I've been looking at a useful way to represent Doppler shift from a satellite passing over a ground station. I've calculated the Doppler shift frequency values at 1-second interval for the duration of each pass (a pass maybe 600s or so). Doppler shift from satellites looks like this:
The closet mathematical function to this that I've come across is the logistic function. You can see they look quite similar (although the form of the curve is a mirror image):
It seems to me that I should be able to define a logistic curve that should match the Doppler shift values (or at least get a line of best fit that's very close). The form of the logistic equation I've been working with is this:
$$ f(x) = \frac L {1 + e^{-k(x-x_0)}} $$
I believe that the following values are appropriate for the constants:
$L$ - The maximum Doppler shift times $2$. I've found this by trial and error. The maximum Doppler shift is where the line in the first image crosses the $y$ axis. $x_0$ - The pass duration/$L$. Equally worked this out by trial and error.
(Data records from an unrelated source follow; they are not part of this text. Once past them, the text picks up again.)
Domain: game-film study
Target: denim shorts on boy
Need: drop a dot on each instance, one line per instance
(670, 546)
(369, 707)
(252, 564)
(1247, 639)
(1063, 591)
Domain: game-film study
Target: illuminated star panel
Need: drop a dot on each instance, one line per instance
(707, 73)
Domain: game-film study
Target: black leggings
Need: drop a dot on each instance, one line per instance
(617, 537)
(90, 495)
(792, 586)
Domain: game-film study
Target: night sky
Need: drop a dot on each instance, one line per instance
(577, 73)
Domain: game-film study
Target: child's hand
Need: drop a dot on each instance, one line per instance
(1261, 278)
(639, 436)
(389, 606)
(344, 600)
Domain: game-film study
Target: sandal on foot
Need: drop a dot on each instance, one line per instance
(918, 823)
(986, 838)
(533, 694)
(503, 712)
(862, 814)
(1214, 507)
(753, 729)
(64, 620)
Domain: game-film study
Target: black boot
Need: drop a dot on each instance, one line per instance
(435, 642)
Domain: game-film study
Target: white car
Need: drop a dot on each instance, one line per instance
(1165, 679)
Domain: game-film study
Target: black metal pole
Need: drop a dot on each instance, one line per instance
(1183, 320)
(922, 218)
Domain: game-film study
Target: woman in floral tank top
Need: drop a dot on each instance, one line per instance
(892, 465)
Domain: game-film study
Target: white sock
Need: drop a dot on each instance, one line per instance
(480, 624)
Then I've tried to iterate and find a value for x whereby the error is minimal. The problem is after enough iterations the error becomes constant at around 50,000%. Is there a basic rule here that I'm overlooking? Thanks!
The problem is with your choice of $f(x) = \dfrac{L}{1+e^{-k(x-x_0)}}$.
If $k > 0$, then we have $\displaystyle \lim_{x \to \infty}\dfrac{L}{1+e^{-k(x-x_0)}} = L$ and $\displaystyle\lim_{x \to -\infty}\dfrac{L}{1+e^{-k(x-x_0)}} = 0$.
Similarly, if $k < 0$, then we have $\displaystyle \lim_{x \to \infty}\dfrac{L}{1+e^{-k(x-x_0)}} = 0$ and $\displaystyle\lim_{x \to -\infty}\dfrac{L}{1+e^{-k(x-x_0)}} = L$.
However, the graph appears to satisfy $\displaystyle \lim_{x \to \infty}f(x) = -L$ and $\displaystyle \lim_{x \to -\infty}f(x) = L$.
Therefore, you should use a different model, such as $f(x) = \dfrac{2L}{1+e^{k(x-x_0)}}-L$.
If $k > 0$, then $\displaystyle \lim_{x \to \infty}f(x) = -L$ and $\displaystyle \lim_{x \to -\infty}f(x) = L$, which matches the graph better.